Raleigh-Durham-Triangle Deserves a Celiac Safe Gluten Free Event
This post is being preserved for historical reasons. The actual situations involved have evolved. However, it's important for newly diagnosed people to see the kinds of pressures that lead businesses to offer people with Celiac disease inappropriate food choices. You must always make your own decision about what you will eat after diagnosis. That includes "events" that "cater" to the "allergy" and "gluten" free community, it includes every restaurant, even the 100% GF ones, and it includes all buying choices. Even certified GF foods may have a supplier problem and undergo a recall. Don't trust something just because it's claimed to be gluten free. Yes, the phrase is a legal phrase. But if you relax and decide to trust all such claims, and one of them is wrong, it's your health that is hurt.
I've had a long standing frustration about the GFAF Wellness Event that runs regional conventions. When I first attended, I thought, "Great, these are curated businesses that cater to my needs." Not so. These vendors are businesses that say they cater to my needs, but might not. And the event isn't safe for Celiacs or people with Wheat Allergy.
So where are we? We're back to claims being made that we as consumers with an illness have to carefully evaluate. I was hoping for an event that would make me feel safe and feel that there is an abundance of options. Instead, I felt like I was participating in a marketing experiment.. "Will the gluten free customers buy your claims?"
So let me clearly answer that question. No. Not unless your food or product is Celiac safe, and if you claim Wheat Free, it had better be allergen safe.

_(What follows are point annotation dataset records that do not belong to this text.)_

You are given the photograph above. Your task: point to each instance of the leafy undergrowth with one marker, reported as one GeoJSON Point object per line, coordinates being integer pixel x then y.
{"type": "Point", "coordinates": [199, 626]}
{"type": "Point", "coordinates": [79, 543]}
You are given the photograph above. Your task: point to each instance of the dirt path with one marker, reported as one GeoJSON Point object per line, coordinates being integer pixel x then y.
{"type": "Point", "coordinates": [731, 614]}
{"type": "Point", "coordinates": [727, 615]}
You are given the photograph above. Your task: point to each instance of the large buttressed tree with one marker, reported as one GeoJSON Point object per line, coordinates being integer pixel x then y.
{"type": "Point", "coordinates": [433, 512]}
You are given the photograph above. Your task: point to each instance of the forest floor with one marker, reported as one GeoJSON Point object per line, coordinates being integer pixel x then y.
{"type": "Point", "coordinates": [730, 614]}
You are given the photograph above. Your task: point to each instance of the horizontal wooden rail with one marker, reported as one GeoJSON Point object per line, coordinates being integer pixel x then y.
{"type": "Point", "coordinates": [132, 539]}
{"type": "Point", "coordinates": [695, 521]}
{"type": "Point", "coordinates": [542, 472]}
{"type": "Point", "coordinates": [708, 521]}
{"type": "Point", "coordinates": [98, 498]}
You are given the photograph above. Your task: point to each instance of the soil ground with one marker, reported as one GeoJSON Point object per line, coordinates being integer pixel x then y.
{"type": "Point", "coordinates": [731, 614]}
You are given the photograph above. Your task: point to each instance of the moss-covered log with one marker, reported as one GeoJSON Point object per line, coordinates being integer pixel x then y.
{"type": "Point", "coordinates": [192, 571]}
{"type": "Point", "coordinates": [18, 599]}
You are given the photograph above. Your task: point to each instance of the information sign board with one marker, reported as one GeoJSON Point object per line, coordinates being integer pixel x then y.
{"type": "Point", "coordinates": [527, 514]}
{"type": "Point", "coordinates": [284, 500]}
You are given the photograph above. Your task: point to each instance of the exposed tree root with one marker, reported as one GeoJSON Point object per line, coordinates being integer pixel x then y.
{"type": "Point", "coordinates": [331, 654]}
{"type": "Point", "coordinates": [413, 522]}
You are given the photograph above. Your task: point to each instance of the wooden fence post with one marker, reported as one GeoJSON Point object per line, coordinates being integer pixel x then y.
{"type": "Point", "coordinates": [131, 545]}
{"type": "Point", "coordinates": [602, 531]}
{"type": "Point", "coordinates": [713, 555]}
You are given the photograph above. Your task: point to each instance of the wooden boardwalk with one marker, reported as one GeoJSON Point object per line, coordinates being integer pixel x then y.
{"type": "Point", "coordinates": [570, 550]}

I'm sure it's difficult to find local Celiac Safe vendors to participate in any GFAF Event. But when I went to the Charlotte event I saw the tip of an iceberg which finally crystallized when the event came to my location:
" ... I was glutened in Charlotte by a different vendor. And I was told that it couldn't have been that vendor, despite the vendor acknowledging that they aren't celiac safe. I no longer trust this event, after this posting. Neomonde says this on their website: (*Although the following menu items are made without gluten ingredients, because our food is prepared around ingredients that DO contain gluten we cannot state that our food is strictly gluten-free) To me that says not celiac safe. I'm not picking on this vendor. There are plenty of others who think that wheat free means gluten free (that's false, for a start). But I think this event is losing its relevance to the Celiac community. Now that it's over I hope future events will bring a more strict Celiac focus."
I think it's great when local vendors offer gluten free opportunities to our community. But a clear signal must be given if the food is not safe for people with a disease. Neomonde is trying to do the right thing, they clearly labeled their food as not celiac safe, and used the term "wheat free" which should be a signal to those with Celiac.
However, wheat free also means something else for those with wheat allergy, it means allergy labeling laws. So even saying "wheat free" isn't enough. It can't have "a little gluten" and be safe for Celiacs or people with wheat allergies. This is a Gluten Free and Allergen Free event. This vendor is neither of these. This is not the only example of a vendor that I don't consider to be good enough for an event like this (yet... see below for how such vendors can improve).
The problem is in the selection of vendors, not in the choices local businesses make. Local businesses will respond to our needs. But when the largest local event gives the signal that it's okay to blur the Gluten Free and Allergen Free definitions, how will businesses justify the expense and effort required to be helpful to us? This is a medical diet, not an opportunity for an upsell.They don't publish the vendor list so I can't be sure if any of the gluten free meal prep businesses were there or not. It's possible the fees were too high for some of them. I didn't see them mentioned in the run up to the event, and some of them run small catering companies from their homes. You can find them on my Resources page, under catering.
Business owners who are reading this, I really appreciate your efforts, but it has to be a product that actually is safe if you're offering medically required food for people who need it. For many ill people, this is not a choice. You might reach out to the a Restaurant association and ask them for advice, and also note that a food service certification does exist for gluten free food service. There is training for Allergen Safety as well. I invite you to take part in the training that already exists to support you. I look forward to being your customer someday, Neomonde and every other vendor who walks this fine line.
Update: 9/5/2018 -- Despite assurances, the event coordinator has not yet posted a vendor list in the event website: http://gfafwellnessevent.com/ (Raleigh might have different vendors than Charlotte, for example), the only thing available is a sponsor list and a speaker list, but a program with each vendor is not published before the event. That's why I was using facebbook to track who would be there and using it to decide whether it was a safe event for me.